Places of the Heart

Gallery 2002

Gallery Entry by Tim Haran
Artist
Tim Haran
Title/Place
Coconino Forest
Medium
Photo / Prose

Elk Hunt

 “Find-de-elk.”

She cocks her head and waits for me to repeat the words, needing confirmation before her excitement boils over into leaps and bounds, prancing around the living room like a pronghorn in a springtime meadow. Having her complete attention, I stare at her for a moment and then just above a whisper:

“Find-de-elk.”

The dance begins, accompanied by soft whimpers as she eyes the sliding glass door, the exit way to miles of pine forest with its untold scents and sounds. She darts through like one of those greyhounds at the starting gate, pent-up adrenaline exploding off the porch and through the yard.

We stride past stately conifers fragranced with vanilla pine, gnarled oaks with their arthritic fingers spreading spookily in isolated patches, lichen-encrusted outcrops dotting the floor like islands in a sea of fallen pine needles, tassled eared squirrels and jackrabbits scampering up trees and into thickets, a landscape that overwhelms the senses with every wandering step.

We head southwest, following the afternoon sun. She runs, lopes, stops, always with nose to the ground, picking up the game scents that crisscross our path. Her short, creamed-coffee coat blends in with the surroundings and attests to her name: Java. She is a huntress, able to locate the bull elk that roam these woods, their burgeoning bodies hidden as we look for them through stout pine trunks and twisted thickets.

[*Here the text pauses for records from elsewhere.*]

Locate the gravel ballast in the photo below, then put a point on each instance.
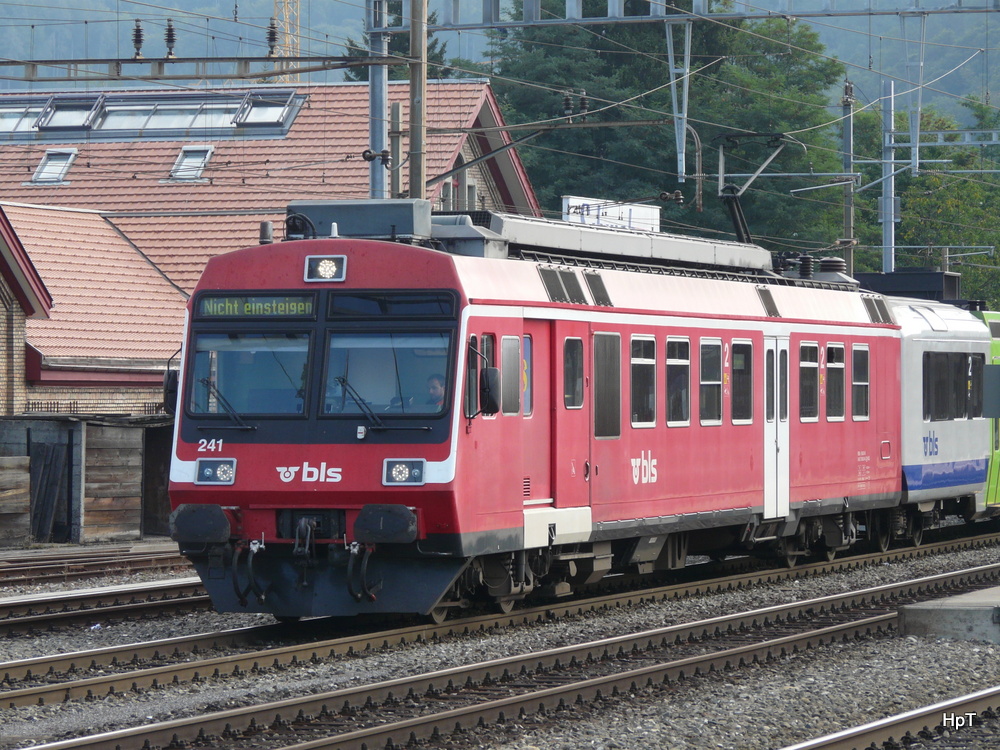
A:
(757, 708)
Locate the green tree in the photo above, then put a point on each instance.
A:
(762, 77)
(946, 209)
(399, 45)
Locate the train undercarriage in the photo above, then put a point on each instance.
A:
(306, 578)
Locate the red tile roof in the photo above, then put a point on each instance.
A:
(110, 303)
(101, 268)
(251, 179)
(320, 157)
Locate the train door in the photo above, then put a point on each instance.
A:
(536, 411)
(776, 450)
(572, 412)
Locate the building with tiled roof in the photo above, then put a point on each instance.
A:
(121, 197)
(115, 322)
(24, 298)
(190, 174)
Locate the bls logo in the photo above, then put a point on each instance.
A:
(309, 473)
(644, 468)
(930, 444)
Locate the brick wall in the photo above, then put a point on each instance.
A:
(81, 400)
(12, 336)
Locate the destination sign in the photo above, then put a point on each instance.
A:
(257, 306)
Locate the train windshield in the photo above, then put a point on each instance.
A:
(249, 373)
(386, 373)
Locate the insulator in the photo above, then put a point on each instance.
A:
(137, 38)
(272, 37)
(171, 37)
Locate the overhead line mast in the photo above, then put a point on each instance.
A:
(286, 13)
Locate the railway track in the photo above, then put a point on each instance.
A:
(39, 612)
(461, 698)
(358, 634)
(66, 565)
(965, 723)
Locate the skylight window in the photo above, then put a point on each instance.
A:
(191, 162)
(70, 112)
(125, 116)
(54, 166)
(268, 108)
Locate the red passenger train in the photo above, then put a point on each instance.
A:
(400, 412)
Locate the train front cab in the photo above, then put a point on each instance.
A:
(946, 437)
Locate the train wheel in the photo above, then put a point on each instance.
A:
(880, 534)
(791, 553)
(917, 529)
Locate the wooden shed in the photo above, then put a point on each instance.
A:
(86, 479)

She stops suddenly, head raised, eyes staring off to the west. I follow her gaze to a lone bull a hundred yards away. He sees us, all of his senses tuned in our direction. The great rack atop his head held motionless like two barren branches from a gambel oak. I move forward slowly, deliberately.

I notice three other bulls blending in the shadows of the surrounding pines. One is bedded down, the other two stand like stiff sentries taking in my every step, and all but ignoring Java as she picks her way toward them, zigzagging around fallen trees, sniffing the air. Fore reasons I can’t fathom, she never startles them. In fact, her presence seems to reassure them that I mean no harm. I know they’ll allow her to get as close as she wants while remaining wary of me.

I proceed less directly now, veering left, then right, stopping behind a wide trunk, able to see the sprawling antlers, but out of the sight of their watchful eyes. They allow me to continue my approach, and I advance a few steps whenever their attention returns to feeding.

I can smell them now. The rich barn odor hangs in the still air reminding me of the animal stalls at the state fair. Raised a city boy, the smell of fresh manure and animal musk calls forth the imagined tranquility of open spaces, free of traffic jams and the pungent exhaust that clouds the highways. These are magnificent beasts. The lead bull’s rack towers above him like two enormous candelabras spreading almost as wide as my arms can reach. Raising his head high to sniff the wind, the points nearly touch his mottled brown rump.

I lean against a pine and observe them for a while. They graze somewhat warily, casting an occasional eye in my direction, but otherwise secure with the seventy feet of forest between us. The scene is surreal in a sense, watching wild elk as if I’m an equal in the forest, able to join them like a resident creature.

I decide to test my acceptance and so I step closer. But now I have crossed an invisible line and raised the tension of the small herd like a Wall Street lawyer at a farmer’s luncheon. The big bull turns and strides away, a signal for the others to follow, and so they snake their way through the maze of trunks and branches.

They march a short distance before stopping to observe my movements and reassert their private domain. I feel grateful, not wanting to be left behind like a clumsy intruder who failed to appreciate the grandeur of this moment.

I silently thank the big bull, but decide I have overstayed my welcome and so I retrace my steps. Java comes up behind me and nuzzles against my knee. I scratch her ears, then whisper those words yet again.

“Find-de-elk.”

Off she runs, ever hopeful to find a few more on the way home.